Minute Maid, on the other hand, boosts homers by nearly as much, increasing them for right-handed batters by nine percent. For overall run scoring, Carter won't experience much of a change, but at least with homers there could be a significant change in his output depending on just how much he gets to play. He has extreme pull power, and the significantly shorter walls of Minute Maid in left could make for some epic-looking blasts that would have been far less impressive at his old home park, just in terms of how much they cleared the wall by.
Opposite field should be less of a problem as well, and while Carter isn't known for his ability to go with other way with authority consistently, playing in O.co was going to mask what little ability he did have -- homers for left-handed batters are reduced by 28 percent in Oakland, so you have to think a few Carter shots the other way resulted in fly ball outs. The fact he's done so much worse with fly balls relative to the league average, even during his strong 2012, also helps this thought.
Carter isn't going to help your batting average, and he's going to strike out a ton. He'll be on base often, however, at least giving him the chance to score when the Astros mount their version of an offensive attack, and adding Minute Maid to his AL West roster of parks should boost his production considerably, as long as he plays consistently.

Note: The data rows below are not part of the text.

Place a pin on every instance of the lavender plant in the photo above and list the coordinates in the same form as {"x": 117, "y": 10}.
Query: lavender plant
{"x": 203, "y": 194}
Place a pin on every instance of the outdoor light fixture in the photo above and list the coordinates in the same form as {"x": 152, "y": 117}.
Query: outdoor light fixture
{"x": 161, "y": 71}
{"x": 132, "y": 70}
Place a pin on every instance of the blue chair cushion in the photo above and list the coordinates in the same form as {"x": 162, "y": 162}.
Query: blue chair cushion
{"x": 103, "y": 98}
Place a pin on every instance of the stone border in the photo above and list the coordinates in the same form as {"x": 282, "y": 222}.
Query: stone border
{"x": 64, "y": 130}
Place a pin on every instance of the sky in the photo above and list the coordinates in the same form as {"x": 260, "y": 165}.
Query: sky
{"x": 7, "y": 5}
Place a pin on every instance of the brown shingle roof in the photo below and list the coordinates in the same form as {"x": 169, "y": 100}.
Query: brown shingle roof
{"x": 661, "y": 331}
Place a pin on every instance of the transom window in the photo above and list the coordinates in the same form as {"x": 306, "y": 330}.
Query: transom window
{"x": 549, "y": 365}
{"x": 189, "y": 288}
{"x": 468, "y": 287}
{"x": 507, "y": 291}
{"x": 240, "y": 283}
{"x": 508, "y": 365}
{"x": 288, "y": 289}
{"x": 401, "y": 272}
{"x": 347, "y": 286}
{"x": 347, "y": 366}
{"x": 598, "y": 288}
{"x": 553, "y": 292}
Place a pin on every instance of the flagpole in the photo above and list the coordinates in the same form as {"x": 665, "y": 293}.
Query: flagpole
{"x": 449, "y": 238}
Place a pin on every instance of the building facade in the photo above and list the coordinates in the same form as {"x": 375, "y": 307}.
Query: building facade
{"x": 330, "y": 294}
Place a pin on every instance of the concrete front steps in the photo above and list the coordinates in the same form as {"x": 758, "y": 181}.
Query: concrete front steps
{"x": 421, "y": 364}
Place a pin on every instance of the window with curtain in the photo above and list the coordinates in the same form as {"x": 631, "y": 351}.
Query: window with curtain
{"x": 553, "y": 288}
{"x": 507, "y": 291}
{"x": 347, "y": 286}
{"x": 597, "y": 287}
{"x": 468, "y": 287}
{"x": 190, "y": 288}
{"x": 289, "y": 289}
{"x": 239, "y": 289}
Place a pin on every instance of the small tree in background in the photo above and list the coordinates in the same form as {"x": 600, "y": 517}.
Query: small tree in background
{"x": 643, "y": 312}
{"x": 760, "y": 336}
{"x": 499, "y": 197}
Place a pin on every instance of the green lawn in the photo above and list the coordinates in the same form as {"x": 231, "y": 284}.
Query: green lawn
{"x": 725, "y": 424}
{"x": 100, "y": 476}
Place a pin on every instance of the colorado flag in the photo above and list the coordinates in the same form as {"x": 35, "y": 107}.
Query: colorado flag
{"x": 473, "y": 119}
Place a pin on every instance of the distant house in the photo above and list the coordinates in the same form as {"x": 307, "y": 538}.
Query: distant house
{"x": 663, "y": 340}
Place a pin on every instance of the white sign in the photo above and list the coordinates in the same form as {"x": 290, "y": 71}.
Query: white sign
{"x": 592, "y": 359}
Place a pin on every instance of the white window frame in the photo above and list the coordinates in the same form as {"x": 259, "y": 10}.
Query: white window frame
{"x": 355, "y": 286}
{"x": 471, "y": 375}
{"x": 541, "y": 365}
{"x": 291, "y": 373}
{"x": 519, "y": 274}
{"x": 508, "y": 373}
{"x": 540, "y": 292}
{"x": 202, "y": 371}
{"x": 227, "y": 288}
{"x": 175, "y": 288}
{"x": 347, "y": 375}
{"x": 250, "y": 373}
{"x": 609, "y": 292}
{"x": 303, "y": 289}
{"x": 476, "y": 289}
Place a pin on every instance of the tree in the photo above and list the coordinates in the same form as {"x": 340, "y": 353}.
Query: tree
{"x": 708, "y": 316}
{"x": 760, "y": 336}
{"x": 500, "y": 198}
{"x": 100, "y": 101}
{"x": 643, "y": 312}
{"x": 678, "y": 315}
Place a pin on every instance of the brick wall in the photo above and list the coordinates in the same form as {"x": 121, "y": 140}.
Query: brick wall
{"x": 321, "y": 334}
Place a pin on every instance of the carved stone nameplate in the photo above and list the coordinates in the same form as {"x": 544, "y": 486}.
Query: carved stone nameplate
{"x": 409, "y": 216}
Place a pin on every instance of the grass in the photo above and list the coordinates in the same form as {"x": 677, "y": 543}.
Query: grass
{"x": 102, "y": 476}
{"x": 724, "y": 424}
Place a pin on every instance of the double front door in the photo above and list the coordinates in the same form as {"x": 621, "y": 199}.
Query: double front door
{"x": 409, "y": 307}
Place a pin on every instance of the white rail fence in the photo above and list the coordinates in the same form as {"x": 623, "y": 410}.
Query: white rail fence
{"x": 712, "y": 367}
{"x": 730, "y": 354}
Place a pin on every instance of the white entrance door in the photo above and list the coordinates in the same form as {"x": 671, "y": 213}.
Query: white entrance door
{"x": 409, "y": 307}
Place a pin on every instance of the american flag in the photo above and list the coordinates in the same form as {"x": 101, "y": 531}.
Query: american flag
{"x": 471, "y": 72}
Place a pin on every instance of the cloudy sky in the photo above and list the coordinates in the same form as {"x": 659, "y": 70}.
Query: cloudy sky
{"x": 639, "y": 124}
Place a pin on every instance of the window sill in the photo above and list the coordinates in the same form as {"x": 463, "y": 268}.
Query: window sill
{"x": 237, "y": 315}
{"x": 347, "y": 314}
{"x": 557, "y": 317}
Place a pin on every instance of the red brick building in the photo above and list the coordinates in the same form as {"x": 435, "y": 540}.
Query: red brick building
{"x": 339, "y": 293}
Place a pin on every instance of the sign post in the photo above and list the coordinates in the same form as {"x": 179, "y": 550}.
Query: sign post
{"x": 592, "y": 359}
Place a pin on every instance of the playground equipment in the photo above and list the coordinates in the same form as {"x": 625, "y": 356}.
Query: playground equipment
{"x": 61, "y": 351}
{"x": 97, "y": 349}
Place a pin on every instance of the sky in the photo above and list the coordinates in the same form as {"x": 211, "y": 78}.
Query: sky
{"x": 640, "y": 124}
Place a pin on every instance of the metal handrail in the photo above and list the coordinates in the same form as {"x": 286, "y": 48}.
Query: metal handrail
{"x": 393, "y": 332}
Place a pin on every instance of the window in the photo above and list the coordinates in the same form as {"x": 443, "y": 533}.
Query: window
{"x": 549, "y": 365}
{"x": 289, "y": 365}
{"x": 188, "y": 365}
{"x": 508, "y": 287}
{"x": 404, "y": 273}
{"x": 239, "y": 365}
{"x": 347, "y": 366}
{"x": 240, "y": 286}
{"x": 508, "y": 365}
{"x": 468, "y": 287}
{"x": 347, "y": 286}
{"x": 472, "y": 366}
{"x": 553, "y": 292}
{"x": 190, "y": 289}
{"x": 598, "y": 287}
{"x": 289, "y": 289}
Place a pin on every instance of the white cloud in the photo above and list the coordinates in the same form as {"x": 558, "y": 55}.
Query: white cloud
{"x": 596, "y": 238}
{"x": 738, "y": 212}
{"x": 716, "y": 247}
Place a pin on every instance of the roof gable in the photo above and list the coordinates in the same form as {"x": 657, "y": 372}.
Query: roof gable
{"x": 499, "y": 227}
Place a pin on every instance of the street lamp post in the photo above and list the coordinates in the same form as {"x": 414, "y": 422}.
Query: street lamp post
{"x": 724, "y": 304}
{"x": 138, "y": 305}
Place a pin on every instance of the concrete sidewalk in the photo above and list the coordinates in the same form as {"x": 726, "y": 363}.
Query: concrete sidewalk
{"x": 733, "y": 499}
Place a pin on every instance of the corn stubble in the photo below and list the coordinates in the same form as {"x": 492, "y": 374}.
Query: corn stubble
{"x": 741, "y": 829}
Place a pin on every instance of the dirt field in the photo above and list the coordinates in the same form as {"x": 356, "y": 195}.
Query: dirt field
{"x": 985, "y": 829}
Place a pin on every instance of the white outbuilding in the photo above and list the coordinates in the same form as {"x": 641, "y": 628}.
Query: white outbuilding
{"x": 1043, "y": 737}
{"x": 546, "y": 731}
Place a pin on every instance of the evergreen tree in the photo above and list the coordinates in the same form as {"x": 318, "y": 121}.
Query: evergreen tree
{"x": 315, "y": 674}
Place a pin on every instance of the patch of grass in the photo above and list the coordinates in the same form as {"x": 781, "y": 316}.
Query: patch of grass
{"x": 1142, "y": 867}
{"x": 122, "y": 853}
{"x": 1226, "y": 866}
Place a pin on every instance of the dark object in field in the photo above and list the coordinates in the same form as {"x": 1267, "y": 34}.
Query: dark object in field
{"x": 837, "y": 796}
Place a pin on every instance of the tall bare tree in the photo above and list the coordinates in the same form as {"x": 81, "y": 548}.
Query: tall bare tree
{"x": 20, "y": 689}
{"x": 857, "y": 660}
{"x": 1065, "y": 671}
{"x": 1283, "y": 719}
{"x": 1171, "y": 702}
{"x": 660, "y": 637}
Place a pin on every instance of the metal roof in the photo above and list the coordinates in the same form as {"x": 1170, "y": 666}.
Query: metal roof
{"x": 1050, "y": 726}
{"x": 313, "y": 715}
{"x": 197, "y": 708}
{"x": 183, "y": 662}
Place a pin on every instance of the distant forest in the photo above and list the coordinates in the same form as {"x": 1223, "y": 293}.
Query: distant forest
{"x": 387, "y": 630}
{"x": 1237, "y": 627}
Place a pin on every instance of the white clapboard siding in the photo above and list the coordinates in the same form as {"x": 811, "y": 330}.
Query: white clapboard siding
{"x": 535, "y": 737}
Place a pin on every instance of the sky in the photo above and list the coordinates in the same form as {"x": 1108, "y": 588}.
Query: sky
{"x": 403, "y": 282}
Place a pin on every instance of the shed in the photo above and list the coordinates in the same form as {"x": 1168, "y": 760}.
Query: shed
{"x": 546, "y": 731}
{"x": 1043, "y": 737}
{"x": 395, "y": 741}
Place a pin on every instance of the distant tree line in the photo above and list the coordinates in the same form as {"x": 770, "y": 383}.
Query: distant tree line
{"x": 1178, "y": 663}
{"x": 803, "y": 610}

That's kind of the kicker here, as the Astros have Carlos Pena at designated hitter, Matt Dominguez at third, and Brett Wallace at first. Dominguez wasn't amazing in his first go of things with Houston, but a 111 OPS+ from a 22-year-old is impressive enough to earn him the chance to replicate that over a longer stretch of time. This, along with Wallace being Brett Wallace, means third base is occupied for 2013.
First base and DH, though, provide room for him to play, at least for a few hundred plate appearances. That might not mean much in a mixed league, but depending on what else is available in your AL-only format, keeping an open mind about a part-time player can be important. Carter is right-handed, and while he has not show significant platoon splits, the left-handed Carlos Pena has. Then there's Wallace, who has yet to hit lefties much in his short career. The Astros will find playing time for Carter against lefties, at minimum, and if it turns out Pena has nothing left in the tank as much of his 2012 seemed to suggest, he might end up with even more at-bats later on in the season.
Draft accordingly, and scoop Carter up for your bench as depth. You could come to appreciate your own foresight if he hits his way into a more significant role, and if not, at least the price was low.